AEKのアキク(Jeton Akiku)局長が署名した入札結果決定書によると、ワン・マケドニア社には700MHz、1800MHz、および3.x GHz帯の無線周波数を使用する免許が与えられる。具体的には、703-713/758-768MHz帯(免許A1)および3.5-3.6GHz帯(免許C1)については15年間、1775-1785/1870-1880MHz帯(免許B1)については8年間の使用期間が設定されている。これら3つの免許取得にかかる一時金の総額は8,020,003ユーロ(約802万ユーロ)であり、内訳はA1が4,200,001ユーロ、B1が1,500,001ユーロ、C1が2,320,001ユーロとなっている。同社は決定通知の受領から10日以内に、これらを北マケドニアの国家予算に支払う義務を負う。
今回の選定プロセスは、政治的情勢により当初の予定から遅延が生じていた。2025年8月に実施された地方選挙に伴い、国家資産の譲渡などの重要決定が制限されたため、AEKは入札手続きの完了を選挙後まで延期していた経緯がある。北マケドニア政府は2024年に、ミツコスキー(Hristijan Mickoski)首相が4iGとの間で市場参入に関する覚書を締結し、通信市場の競争促進のために第3の事業者を導入する意向を表明していた。
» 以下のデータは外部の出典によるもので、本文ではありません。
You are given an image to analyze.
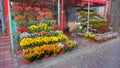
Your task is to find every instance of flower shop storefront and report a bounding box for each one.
[64,0,118,43]
[9,0,77,63]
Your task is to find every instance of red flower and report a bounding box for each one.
[17,26,28,32]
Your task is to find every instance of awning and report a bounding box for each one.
[77,0,106,7]
[81,0,106,5]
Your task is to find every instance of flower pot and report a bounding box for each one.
[95,40,100,44]
[53,53,58,56]
[44,55,50,58]
[25,60,32,64]
[60,51,65,54]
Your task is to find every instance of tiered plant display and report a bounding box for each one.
[77,10,118,42]
[13,2,76,61]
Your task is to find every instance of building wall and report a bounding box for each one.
[110,0,120,33]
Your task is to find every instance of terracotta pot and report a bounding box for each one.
[53,53,58,56]
[25,60,32,64]
[44,55,50,58]
[60,51,65,54]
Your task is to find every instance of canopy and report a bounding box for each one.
[77,0,106,7]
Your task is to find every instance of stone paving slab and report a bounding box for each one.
[17,38,120,68]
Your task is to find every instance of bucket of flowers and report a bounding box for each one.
[42,44,52,58]
[33,46,45,59]
[23,48,35,63]
[52,44,61,56]
[67,40,77,50]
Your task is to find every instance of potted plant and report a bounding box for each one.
[53,44,61,56]
[23,48,35,63]
[33,46,45,59]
現在、北マケドニアの全国規模の移動体通信市場は、ドイツ・テレコム(Deutsche Telekom)傘下のTモバイル・マケドニア(T-Mobile Macedonia)と、オーストリアのA1テレコム・オーストリア・グループ(A1 Telekom Austria Group)傘下のA1マケドニア(A1 Makedonija)の2社によって事実上独占されている。すでにアルバニアやモンテネグロでも「ワン(One)」ブランドで事業を展開している4iGの参入により、北マケドニアにおける5Gネットワークの構築加速とサービス競争の激化が予想されている。